How satellite IoT works
In a direct configuration setting, Satellite connectivity can either be used as the sole signal provider in locations and situations where it is the only possible way of forming a connection and transmitting data, or as a back up system to keep coverage constant if terrestrial IoT connections (such as cellular, or LPWAN) drops off.
These hybrid terrestrial satellite systems have a low cost thanks to the use of terrestrial-only IoT devices, with the satellite-connected terminals providing the coverage. And while it is possible to connect low-data devices such as sensors directly to the satellite system, the use of data to power ratio means that it can prove expensive relatively quickly.

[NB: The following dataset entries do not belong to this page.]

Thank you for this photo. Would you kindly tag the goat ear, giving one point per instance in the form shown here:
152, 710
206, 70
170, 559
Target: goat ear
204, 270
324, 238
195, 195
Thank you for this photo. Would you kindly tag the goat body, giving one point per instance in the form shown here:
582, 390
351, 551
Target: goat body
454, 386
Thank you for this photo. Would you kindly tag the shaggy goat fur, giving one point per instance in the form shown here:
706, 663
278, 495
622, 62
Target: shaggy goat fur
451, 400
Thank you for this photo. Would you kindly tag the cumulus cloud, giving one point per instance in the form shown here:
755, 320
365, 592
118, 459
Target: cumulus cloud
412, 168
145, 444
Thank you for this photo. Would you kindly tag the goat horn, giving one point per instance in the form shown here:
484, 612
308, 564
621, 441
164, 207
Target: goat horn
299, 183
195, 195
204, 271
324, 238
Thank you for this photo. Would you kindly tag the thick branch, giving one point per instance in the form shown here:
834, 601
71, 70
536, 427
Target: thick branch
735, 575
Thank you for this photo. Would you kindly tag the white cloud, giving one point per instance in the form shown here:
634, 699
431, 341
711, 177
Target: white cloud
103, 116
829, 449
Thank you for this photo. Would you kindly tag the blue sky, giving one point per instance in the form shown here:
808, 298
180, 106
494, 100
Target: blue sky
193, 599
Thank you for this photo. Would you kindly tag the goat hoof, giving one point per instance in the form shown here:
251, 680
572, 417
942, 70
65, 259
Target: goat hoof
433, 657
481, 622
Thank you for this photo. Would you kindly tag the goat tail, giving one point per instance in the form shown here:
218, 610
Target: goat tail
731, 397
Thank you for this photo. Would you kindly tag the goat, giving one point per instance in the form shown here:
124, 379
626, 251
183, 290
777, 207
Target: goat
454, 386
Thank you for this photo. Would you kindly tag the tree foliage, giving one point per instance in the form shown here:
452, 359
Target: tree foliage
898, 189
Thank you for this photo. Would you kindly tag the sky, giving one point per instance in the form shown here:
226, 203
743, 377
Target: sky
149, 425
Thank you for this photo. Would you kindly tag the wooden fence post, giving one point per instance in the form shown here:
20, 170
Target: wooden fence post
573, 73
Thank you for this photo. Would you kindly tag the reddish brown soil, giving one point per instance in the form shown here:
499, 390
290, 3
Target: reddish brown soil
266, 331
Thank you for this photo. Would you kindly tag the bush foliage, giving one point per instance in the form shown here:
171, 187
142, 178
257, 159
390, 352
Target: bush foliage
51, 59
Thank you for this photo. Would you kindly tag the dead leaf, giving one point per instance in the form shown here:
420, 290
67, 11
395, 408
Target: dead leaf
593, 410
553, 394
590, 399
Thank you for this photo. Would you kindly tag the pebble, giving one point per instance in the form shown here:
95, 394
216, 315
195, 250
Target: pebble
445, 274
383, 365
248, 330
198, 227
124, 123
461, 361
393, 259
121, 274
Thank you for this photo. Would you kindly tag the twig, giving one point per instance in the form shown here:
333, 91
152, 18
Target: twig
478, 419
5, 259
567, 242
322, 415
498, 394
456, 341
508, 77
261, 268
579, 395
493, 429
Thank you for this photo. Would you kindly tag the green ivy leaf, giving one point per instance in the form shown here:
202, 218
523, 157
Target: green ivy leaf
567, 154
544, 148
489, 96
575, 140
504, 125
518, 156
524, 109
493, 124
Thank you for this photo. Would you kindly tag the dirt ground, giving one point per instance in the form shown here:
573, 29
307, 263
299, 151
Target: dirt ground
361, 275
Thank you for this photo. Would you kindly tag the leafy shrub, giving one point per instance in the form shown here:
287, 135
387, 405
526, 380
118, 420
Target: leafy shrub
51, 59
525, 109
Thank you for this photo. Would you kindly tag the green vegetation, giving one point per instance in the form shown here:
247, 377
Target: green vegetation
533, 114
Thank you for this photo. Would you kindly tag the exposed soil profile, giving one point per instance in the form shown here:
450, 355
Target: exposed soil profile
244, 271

When using a backhaul configuration however, the satellite connects to a tower which then uses other suitable wireless communication technologies to connect the IoT devices.
In most cases where devices are situated in remote locations, the chances are that they are off-grid, or would have to rely on an unreliable power supply. That’s why it’s best to ensure the devices can use renewable energy like solar power, and are designed for low energy usage.
Low power devices are well-suited to utilising Low Earth Orbit (LEO) satellites, which are perfect for the narrowband requirements. LEO does require steerable antennas, as the satellites move. The other option is a geostationary orbit (GEO) unit. These need large antennas on the terminals, and will need directivity in order to avoid interference with nearby satellites.